To date, the scientific community has not come to agree on any alternative name and it remains conflicted about whether renaming the disorder is advisable at all. Some experts do not think that a name change would necessarily affect the stigma surrounding the disorder, because it is the negative public perception of the disorder based on ignorance and fear, rather than the name itself, that is the root cause of the stigma.1 Further, concerns have been raised that changing the disorder’s name might simply transfer existing stigma from the old name to a new name. Yet others think that the scientific definition of the disorder needs to be changed along with its name, and that agreement on a new name will require discovery of the underlying causes of the disorder—a scientific achievement not expected in the near future.
Experts advocating for a new name for schizophrenia have recommended adoption of an eponym that names a person.2 For example, Down’s syndrome is an eponym for the condition known as trisomy 21 (formerly “mongolism”), and Alzheimer’s disease is an eponym for what was previously called “senile dementia.” A recent example of an individual who lived a brilliant life with schizophrenia is the late John Nash; the motion picture A Beautiful Mind dramatizes the story of this acclaimed mathematician who won a Nobel Prize in 1994. An eponym based on his life with schizophrenia could transform the disorder’s name to John Nash disorder, a term without negative connotations, reflecting a positive image.
Experts have cautioned that to achieve the desired ends, a new name must be accompanied by professional and public education, legislation, and availability and acceptability of effective mental health services.

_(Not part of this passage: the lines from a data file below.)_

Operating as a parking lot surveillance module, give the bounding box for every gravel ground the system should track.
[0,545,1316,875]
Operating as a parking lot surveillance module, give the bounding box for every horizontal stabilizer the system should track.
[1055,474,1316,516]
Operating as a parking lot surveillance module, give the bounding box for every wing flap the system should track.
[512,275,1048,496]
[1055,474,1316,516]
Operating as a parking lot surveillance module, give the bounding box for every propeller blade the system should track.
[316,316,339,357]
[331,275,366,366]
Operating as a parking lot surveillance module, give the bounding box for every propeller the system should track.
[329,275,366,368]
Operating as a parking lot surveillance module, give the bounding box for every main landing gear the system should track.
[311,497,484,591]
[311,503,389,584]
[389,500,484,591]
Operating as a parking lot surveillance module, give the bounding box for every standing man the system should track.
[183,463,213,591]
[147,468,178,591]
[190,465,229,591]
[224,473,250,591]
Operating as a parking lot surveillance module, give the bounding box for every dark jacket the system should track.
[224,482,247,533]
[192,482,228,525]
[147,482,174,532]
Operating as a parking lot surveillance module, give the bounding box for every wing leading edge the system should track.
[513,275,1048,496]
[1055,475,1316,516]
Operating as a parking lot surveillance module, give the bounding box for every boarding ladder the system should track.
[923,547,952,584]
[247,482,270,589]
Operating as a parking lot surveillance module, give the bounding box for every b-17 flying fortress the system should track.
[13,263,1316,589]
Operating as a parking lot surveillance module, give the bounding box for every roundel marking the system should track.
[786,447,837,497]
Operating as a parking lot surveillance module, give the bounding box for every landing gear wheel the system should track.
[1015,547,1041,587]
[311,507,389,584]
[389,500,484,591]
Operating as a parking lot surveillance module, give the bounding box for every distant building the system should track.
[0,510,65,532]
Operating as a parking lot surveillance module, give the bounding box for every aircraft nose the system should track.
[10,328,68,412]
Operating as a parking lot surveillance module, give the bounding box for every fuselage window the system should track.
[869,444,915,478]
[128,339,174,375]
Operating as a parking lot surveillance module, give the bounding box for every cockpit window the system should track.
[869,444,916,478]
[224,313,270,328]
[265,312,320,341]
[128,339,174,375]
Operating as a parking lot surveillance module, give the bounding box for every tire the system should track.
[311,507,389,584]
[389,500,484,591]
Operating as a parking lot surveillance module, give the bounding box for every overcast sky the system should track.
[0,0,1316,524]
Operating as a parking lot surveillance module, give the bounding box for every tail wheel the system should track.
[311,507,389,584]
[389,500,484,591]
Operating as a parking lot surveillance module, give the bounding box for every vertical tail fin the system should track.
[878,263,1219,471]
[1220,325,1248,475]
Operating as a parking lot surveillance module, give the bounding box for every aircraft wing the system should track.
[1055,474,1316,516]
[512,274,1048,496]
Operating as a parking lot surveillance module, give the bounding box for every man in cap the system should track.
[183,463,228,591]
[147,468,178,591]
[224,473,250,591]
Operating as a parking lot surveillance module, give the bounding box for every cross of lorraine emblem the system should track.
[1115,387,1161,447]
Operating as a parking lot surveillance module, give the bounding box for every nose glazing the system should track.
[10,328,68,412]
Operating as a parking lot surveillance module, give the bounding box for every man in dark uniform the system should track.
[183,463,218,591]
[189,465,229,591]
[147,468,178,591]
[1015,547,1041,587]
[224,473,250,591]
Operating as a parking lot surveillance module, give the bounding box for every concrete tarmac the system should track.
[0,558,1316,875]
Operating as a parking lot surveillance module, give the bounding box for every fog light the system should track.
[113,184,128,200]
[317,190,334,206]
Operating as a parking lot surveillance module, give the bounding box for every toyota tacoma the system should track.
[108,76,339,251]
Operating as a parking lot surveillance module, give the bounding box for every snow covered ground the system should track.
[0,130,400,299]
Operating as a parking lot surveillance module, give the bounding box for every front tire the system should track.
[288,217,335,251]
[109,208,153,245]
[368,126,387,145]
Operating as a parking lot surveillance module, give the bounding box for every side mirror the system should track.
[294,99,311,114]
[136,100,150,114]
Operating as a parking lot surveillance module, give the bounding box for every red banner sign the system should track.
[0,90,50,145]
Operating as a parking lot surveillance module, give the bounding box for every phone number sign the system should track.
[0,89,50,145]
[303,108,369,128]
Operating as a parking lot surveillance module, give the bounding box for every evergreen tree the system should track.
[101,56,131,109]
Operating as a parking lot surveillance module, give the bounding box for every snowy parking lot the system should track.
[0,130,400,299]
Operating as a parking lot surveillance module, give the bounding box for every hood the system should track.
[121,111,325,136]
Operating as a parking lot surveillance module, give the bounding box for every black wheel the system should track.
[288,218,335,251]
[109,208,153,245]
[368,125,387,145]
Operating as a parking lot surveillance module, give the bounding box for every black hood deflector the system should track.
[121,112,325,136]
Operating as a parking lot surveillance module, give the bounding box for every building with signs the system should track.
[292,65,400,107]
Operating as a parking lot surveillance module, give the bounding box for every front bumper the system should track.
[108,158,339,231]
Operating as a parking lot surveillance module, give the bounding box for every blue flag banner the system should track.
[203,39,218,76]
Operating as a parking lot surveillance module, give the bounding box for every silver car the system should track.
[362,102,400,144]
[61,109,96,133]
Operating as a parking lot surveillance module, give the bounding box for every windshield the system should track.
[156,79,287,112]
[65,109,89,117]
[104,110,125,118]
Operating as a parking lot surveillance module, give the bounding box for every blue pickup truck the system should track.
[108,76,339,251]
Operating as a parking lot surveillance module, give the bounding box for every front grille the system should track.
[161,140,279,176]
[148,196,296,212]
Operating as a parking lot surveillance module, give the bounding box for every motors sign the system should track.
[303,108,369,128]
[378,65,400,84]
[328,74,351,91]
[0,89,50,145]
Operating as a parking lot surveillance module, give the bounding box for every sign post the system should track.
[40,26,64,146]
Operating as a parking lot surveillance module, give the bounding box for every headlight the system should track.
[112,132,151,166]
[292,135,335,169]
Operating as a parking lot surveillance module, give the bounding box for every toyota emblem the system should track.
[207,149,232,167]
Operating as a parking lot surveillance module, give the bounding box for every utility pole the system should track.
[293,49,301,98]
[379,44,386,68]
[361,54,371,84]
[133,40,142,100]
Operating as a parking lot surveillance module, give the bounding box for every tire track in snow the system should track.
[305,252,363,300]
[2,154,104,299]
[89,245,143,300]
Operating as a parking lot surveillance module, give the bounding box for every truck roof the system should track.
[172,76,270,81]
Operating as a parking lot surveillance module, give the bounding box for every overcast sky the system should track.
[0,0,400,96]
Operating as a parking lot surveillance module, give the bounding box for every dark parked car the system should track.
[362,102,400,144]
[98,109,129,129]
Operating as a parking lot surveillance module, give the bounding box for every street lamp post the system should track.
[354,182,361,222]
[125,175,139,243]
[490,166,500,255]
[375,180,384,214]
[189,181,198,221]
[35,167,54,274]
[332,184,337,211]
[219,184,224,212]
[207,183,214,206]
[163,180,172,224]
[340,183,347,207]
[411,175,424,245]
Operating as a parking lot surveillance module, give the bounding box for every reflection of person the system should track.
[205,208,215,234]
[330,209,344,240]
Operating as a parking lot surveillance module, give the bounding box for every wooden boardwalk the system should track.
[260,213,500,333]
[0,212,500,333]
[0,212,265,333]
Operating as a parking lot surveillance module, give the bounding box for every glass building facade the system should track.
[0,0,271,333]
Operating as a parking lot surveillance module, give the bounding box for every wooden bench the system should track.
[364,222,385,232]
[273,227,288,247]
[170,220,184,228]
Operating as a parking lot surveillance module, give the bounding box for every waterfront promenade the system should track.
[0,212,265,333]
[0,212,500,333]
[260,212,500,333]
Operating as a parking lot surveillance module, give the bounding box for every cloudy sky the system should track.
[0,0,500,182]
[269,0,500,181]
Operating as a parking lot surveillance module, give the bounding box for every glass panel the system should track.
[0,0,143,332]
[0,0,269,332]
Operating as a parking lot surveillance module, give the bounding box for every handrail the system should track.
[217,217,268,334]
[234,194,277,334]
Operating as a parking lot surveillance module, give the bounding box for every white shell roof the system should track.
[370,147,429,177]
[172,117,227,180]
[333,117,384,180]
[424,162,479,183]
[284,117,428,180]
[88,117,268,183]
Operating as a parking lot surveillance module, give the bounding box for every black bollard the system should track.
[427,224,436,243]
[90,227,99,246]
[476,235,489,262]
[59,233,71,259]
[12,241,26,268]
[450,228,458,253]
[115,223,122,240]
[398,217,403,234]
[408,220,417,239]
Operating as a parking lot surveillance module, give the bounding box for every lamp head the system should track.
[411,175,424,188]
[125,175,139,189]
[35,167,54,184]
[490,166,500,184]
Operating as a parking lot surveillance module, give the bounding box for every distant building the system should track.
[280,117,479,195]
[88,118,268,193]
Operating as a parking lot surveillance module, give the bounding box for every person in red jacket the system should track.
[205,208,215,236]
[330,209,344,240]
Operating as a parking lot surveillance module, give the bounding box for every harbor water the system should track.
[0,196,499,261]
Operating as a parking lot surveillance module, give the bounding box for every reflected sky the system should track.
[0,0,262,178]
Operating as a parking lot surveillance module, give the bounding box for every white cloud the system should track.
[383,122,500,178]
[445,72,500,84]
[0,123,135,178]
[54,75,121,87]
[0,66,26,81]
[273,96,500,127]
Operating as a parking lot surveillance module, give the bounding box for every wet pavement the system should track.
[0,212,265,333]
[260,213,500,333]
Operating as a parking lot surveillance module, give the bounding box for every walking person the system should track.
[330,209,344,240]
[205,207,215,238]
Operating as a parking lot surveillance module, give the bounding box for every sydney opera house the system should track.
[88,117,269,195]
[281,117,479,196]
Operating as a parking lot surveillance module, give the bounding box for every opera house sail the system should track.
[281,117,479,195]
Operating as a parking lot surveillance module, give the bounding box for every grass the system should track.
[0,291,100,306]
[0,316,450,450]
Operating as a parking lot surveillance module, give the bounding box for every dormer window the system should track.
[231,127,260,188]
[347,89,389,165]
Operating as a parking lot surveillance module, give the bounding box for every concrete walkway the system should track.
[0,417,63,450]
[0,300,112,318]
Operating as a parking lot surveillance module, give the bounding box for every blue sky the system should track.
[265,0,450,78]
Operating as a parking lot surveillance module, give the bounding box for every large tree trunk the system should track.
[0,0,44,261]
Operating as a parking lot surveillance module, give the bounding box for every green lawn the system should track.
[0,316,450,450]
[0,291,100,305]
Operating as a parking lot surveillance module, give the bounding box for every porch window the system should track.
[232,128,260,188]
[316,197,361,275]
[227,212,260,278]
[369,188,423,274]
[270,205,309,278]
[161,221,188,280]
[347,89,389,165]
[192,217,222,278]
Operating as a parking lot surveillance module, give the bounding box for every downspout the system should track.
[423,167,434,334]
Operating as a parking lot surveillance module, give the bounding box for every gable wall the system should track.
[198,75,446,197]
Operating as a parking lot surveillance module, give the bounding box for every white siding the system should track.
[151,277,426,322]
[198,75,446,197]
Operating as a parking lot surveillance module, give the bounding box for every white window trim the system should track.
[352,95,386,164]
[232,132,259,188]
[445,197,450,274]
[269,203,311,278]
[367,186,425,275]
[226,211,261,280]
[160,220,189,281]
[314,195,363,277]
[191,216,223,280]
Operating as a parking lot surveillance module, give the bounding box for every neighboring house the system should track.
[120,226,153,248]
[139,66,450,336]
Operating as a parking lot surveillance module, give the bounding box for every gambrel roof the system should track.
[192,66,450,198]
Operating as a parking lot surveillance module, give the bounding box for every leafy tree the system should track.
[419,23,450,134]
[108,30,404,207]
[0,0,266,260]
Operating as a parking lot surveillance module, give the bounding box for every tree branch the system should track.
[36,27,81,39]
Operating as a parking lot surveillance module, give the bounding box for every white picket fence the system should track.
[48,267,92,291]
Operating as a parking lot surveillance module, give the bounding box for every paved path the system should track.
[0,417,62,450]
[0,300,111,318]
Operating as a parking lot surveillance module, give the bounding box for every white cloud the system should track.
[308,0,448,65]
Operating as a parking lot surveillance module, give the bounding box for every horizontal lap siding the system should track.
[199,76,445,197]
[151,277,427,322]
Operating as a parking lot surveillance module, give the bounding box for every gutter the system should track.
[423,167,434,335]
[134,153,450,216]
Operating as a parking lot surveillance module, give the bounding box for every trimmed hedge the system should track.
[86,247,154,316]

These efforts should involve patients and their families as well as psychiatric clinicians and researchers.2 Finally, it will be important to study the medical, economic, legal, and social ramifications of a new name.3 Renaming schizophrenia can be expected to be a long process, and an even longer process to achieve the expected benefits of changing public understanding and improving life for the people who live with this illness.
1. Gaebel W, Kerst A. The debate about renaming schizophrenia: a new name would not resolve the stigma. Epidemiol Psychiatr Sci 2019; 28(3):258-261.
2. Lasalvia A, Penta E, Sartorius N, Henderson S. Should the label “schizophrenia” be abandoned? Schizophr Res 2015; 162(1-3):276-284.
3. Yamaguchi S, Mizuno M, Ojio Y, Sawada U, Matsunaga A, Ando S, Koike S. Associations between renaming schizophrenia and stigma-related outcomes: A systematic review. Psychiatry Clin Neurosci 2017; 71(6):347-362.